Opinion
2012-04-10
Lynn W.L. Fahey, New York, N.Y. (A. Alexander Donn of counsel), for appellant, and appellant pro se. Charles J. Hynes, District Attorney, Brooklyn, N.Y. (Leonard Joblove and Thomas M. Ross of counsel), for respondent.
Lynn W.L. Fahey, New York, N.Y. (A. Alexander Donn of counsel), for appellant, and appellant pro se. Charles J. Hynes, District Attorney, Brooklyn, N.Y. (Leonard Joblove and Thomas M. Ross of counsel), for respondent.
Appeal by the defendant, by permission, from an order of the Supreme Court, Kings County (Chun, J.), entered April 30, 2009, which denied, without a hearing, his motion pursuant to CPL 440.10 to vacate a judgment of the same court dated June 2, 2004, convicting him of robbery in the first degree, upon a jury verdict, and imposing sentence.

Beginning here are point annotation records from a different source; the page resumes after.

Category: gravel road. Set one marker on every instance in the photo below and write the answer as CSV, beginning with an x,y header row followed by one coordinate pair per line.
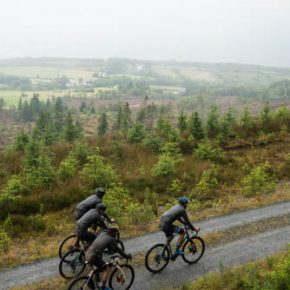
x,y
240,252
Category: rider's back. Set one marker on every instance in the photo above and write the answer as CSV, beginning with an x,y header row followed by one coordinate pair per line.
x,y
87,204
174,213
92,217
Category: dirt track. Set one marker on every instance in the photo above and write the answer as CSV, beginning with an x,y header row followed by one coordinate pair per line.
x,y
236,252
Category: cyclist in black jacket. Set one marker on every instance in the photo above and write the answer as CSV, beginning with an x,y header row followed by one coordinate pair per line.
x,y
93,218
89,203
177,212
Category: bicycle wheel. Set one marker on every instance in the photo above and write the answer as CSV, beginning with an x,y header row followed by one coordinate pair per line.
x,y
157,258
123,278
82,283
193,250
67,245
72,264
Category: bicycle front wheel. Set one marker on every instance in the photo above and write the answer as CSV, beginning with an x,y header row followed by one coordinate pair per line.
x,y
193,250
82,283
122,277
157,258
72,264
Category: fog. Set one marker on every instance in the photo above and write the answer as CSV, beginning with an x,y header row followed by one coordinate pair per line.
x,y
240,31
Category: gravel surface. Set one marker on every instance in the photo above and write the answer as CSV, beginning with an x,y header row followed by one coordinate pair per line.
x,y
34,272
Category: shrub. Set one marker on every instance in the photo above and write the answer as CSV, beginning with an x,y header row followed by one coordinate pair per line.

ORDERED that the order is affirmed.
The Supreme Court properly denied, without a hearing, the defendant's motion pursuant to CPL 440.10 to vacate his conviction.*857 Apart from his own self-serving assertions, he failed to provide any nonhearsay evidence to contradict the record, which indicates that he received the effective assistance of counsel with respect to the People's plea offers ( see CPL 440.30[4][d]; People v. Fernandez, 5 N.Y.3d 813, 803 N.Y.S.2d 22, 836 N.E.2d 1144; People v. Lane, 83 A.D.3d 1118, 1119, 921 N.Y.S.2d 343; People v. Rogers, 8 A.D.3d 888, 890–891, 780 N.Y.S.2d 393). In addition, the record does not indicate that the defendant was not present at the proceeding at which the People's plea offers were communicated to his trial counsel, and he failed to submit substantial evidence sufficient to overcome the presumption of regularity that attaches to trial proceedings in support of his claim that his right to be present at the proceeding was violated ( see People v. Andrew, 1 N.Y.3d 546, 547, 772 N.Y.S.2d 235, 804 N.E.2d 399; People v. Velasquez, 1 N.Y.3d 44, 48, 769 N.Y.S.2d 156, 801 N.E.2d 376; People v. Bogan, 78 A.D.3d 855, 856, 911 N.Y.S.2d 166; People v. Talbert, 303 A.D.2d 696, 756 N.Y.S.2d 782).